The narrowing coronary arteries supply lesser and lesser oxygen to the heart as the blood which carries oxygen would gradually reduce in volume. This is particularly problematic during physical exertion which makes the heart beat faster. Initially, no symptoms may manifest as the blood flow decreases. However, with the continual building up of plaque, coronary artery disease will eventually exhibit its symptoms.

The signs and symptoms consist the following:

  • Pain in the chest, or angina. One could sense a pressure or tight sensation in the chest. They might feel as if someone is forcefully pressing their chest in typically the center or left side. Usually angina is caused by stress, either or both physical and emotional.
  • Pain Pangs. This sensation normally subsides following a few minutes, once the stressful event has passed. It might also appear in certain people, particularly females, as momentary or nagging outbursts in their limbs or neck or back.
  • Shortened breaths. The individual becomes regularly short of breath. This is because the heart is unable to pump blood efficiently to the body, in enough quantity as to meet its expenditure.
  • Heart attack. If the coronary artery is totally blocked, then a heart attack will occur.

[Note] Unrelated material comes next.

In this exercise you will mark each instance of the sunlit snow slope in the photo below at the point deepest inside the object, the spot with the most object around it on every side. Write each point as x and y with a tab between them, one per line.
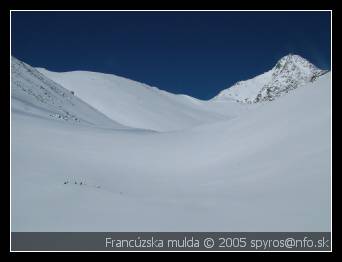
138	105
35	94
266	169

An individual can identify a heart attack by the unbearable pressure they feel on their chest or the pain they feel in their arm or shoulders. Their breath might shorten even further and they begin to sweat a lot.

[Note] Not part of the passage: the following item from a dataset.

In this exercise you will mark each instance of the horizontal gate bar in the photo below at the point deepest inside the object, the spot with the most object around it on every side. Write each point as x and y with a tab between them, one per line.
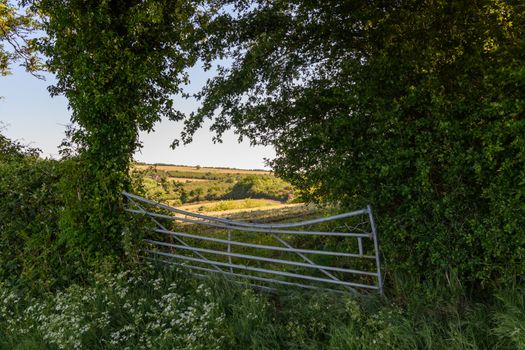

Men face more common symptoms when it comes to heart attack than women. Conversely, women report pain in neck or jaw area as symptoms. In certain cases, a person might experience heart attack without experiencing any important symptoms.

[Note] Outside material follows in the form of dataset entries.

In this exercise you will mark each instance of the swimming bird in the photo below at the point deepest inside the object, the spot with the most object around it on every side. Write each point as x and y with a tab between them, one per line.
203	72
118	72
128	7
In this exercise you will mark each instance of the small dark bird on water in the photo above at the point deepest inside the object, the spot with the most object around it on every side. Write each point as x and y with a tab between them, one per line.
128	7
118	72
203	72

Causes of Coronary Artery Disease

As the name suggests, coronary artery disease pertains to the condition in which the coronary arteries that supply blood to the heart are somehow blocked by a plaque.
As time progresses, the artery walls might be majorly obstructed by fatty buildups. The medical term for this issue is atherosclerosis. So, atherosclerosis is a very common cause associated with coronary artery disease.

One could avoid it by not smoking, not consuming foods with a high cholesterol level and not stressing out too much which results in hypertension. Diabetes is also another condition that scientists link to coronary artery disease.

Risk Factors of Coronary Artery Disease

There are a number of factors that significantly increase an individual’s vulnerability to coronary artery disease. People with higher blood pressure are at a higher risk; so are those who have higher bad cholesterol and lower good cholesterol levels in their body. Those who have diabetes or are overweight or obese are also at an elevated risk level.

Other risk factors include smoking; this inflames the blood vessels and results in more cholesterol depositing in the arteries. Lastly, not properly exercising or living an overly sedentary lifestyle can also significantly make the individual more vulnerable to coronary artery disease.

Preventive Measures of Coronary Artery Disease

Doctors recommend a diet that is high in fiber and low in fats. It should also contain an adequate amount of fruits and vegetables. Furthermore, one should divide this diet into five small portions a day.

Exercise on a regular basis is also recommended as it makes the circulation of blood more efficient. At the same time, it lessens the cholesterol levels and can play a crucial role in avoiding hypertension.

The individual should also try not to smoke as much and, in fact, should try to secede this behavior, as to avoid any chance at all.